Note that when the alphabet is given, the only possible values are 0 and 3.
-S 0
, --Salign 0
:
A switch telling how to count to motif offset alignment S, giving more
weights to motifs found at similar locations along the sequences:
MoDec creates a folder containing various files and subfolders with the results.
The files Summary/res_K.._out.txt gives various information, like the parameters used in the current run, the final log-likelihood or a comparison between the motifs (PWM values) found in the various run (of this number of motifs - this comparison is found in the last lines, values correspond to Kullback-Leibler divergences between each motif from the best set of motifs and the set of motifs from each other run).
The outputted PWMs (and corresponding logos in the report) correspond to the $\theta^{k}_{l,i}$ from equation (1) of our paper.
The peptide responsibilities are returned in the
Responsibilities/bestPepResp_....txt files. This gives for each peptide its
two best responsibility values indicating to which motif and offset this
corresponds as well as the corresponding core binding sequence.
With the option --out_fullResp
it is possible to view the complete matrix
of the peptide responsiblities (values from each peptide towards each motif
and towards each binding core offset).
The optimal number of motifs is difficult to automatically determine and existing measures provide unsatisfactory results.
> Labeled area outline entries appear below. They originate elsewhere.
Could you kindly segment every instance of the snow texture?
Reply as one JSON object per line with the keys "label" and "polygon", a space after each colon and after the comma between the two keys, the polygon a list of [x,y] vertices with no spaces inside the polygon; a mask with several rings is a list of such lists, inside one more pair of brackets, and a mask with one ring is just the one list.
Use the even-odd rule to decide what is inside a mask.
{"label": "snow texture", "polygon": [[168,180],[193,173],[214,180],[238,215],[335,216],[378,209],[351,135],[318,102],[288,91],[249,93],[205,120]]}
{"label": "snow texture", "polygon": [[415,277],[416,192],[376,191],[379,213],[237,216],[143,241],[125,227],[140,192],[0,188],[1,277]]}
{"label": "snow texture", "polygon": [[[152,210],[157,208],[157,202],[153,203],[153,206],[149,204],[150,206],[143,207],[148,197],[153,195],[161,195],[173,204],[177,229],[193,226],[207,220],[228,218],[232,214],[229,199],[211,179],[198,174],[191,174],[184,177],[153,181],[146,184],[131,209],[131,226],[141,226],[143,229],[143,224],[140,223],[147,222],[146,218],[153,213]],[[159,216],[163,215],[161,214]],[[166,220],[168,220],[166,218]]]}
We use the Akaike Information Criterion (AIC) as a guide but we encourage the users to manually look at the motifs and determine the optimal number (AIC information is found in the html report and in Summary/nMotScores....txt).
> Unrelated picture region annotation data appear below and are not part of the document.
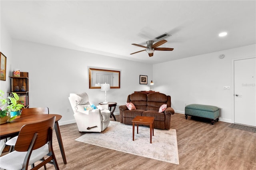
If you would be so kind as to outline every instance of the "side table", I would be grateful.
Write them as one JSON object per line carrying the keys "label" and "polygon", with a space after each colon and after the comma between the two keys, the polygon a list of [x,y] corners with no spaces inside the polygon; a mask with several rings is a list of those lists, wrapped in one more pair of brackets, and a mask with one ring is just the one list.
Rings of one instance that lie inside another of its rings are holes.
{"label": "side table", "polygon": [[[115,117],[115,115],[114,115],[114,112],[115,111],[115,109],[116,109],[116,104],[117,103],[116,102],[109,102],[108,103],[104,103],[103,102],[100,103],[99,103],[100,105],[108,105],[108,107],[109,107],[109,111],[110,111],[110,118],[112,117],[112,116],[113,116],[113,117],[114,119],[115,120],[115,121],[116,121],[116,117]],[[112,109],[112,107],[114,107],[114,109],[113,111],[111,111],[111,109]]]}

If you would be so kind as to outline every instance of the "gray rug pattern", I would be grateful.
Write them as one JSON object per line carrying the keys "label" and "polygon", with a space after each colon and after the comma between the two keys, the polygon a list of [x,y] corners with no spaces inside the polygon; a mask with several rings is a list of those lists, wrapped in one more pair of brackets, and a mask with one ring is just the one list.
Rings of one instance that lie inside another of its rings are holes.
{"label": "gray rug pattern", "polygon": [[236,124],[234,123],[232,124],[228,127],[256,133],[256,127],[255,127],[243,125],[242,125]]}
{"label": "gray rug pattern", "polygon": [[175,164],[179,164],[176,130],[154,129],[150,143],[150,128],[135,128],[132,140],[132,126],[110,121],[100,133],[87,133],[75,140]]}

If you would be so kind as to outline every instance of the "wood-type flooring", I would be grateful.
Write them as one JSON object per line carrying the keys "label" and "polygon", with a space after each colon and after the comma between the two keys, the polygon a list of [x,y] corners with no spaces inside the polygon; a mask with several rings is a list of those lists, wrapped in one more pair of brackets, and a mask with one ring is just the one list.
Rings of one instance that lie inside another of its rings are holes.
{"label": "wood-type flooring", "polygon": [[[116,117],[120,121],[119,115]],[[176,131],[179,165],[75,141],[83,135],[75,123],[60,127],[66,164],[55,132],[54,150],[60,170],[256,169],[256,133],[229,127],[230,124],[219,121],[212,125],[190,116],[186,120],[183,114],[172,115],[171,128]],[[47,167],[54,169],[51,164]]]}

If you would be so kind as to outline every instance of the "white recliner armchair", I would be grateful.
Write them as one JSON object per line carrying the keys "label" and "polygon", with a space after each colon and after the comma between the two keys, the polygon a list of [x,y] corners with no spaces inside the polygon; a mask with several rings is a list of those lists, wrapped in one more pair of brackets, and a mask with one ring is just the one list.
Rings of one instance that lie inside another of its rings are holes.
{"label": "white recliner armchair", "polygon": [[108,105],[96,106],[96,109],[85,111],[85,105],[90,105],[86,93],[70,93],[68,99],[80,132],[100,132],[109,124],[110,112]]}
In the html report, the numbers indicated below each logo correspond to the number of peptides associated to this motif (assigning here each peptide to the motif towards which this peptide had its best responsibility value). The number in parenthesis next to it is the fraction of peptides assigned to this motif.
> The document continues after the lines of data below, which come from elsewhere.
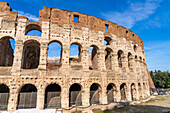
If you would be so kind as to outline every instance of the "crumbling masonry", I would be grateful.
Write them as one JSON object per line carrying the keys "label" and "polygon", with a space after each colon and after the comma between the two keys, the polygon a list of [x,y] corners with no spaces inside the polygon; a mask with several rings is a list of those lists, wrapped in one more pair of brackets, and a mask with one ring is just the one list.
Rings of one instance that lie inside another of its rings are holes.
{"label": "crumbling masonry", "polygon": [[[41,36],[28,36],[32,30]],[[9,39],[15,40],[15,52]],[[62,47],[57,63],[47,61],[52,42]],[[78,58],[69,56],[72,44],[79,46]],[[39,22],[30,22],[0,2],[1,110],[68,109],[149,96],[143,41],[129,29],[50,7],[40,10]]]}

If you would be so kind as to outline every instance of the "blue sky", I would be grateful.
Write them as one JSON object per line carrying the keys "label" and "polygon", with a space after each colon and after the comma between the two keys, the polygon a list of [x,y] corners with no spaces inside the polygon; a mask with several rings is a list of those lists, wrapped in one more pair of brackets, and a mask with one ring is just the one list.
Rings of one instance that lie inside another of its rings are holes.
{"label": "blue sky", "polygon": [[144,42],[149,70],[170,70],[170,0],[1,0],[38,21],[43,6],[103,18],[129,28]]}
The PWMs and logos of the flat motifs are also returned by MoDec.
Latest version of MoDec is available at https://github.com/GfellerLab/MoDec/releases.
MoDec can be used freely by academic groups for non-commercial purposes (see the license file). The product is provided free of charge, and, therefore, on an "as is" basis, without warranty of any kind.
FOR-PROFIT USERS: If you plan to use MoDec (version 1.2) or any data provided with the script in any for-profit application, you are required to obtain a separate license. To do so, please contact nbulgin@lcr.org at the Ludwig Institute for Cancer Research Ltd.
For scientific questions, please contact Julien Racle (julien.racle@unil.ch) or David Gfeller (david.gfeller@unil.ch).
For license-related questions, please contact Nadette Bulgin (nbulgin@lcr.org).
To cite MoDec, please refer to:
Racle, J., et al. Robust prediction of HLA class II epitopes by deep motif deconvolution of immunopeptidomes. Nat. Biotechnol. 37, 1283–1286 (2019).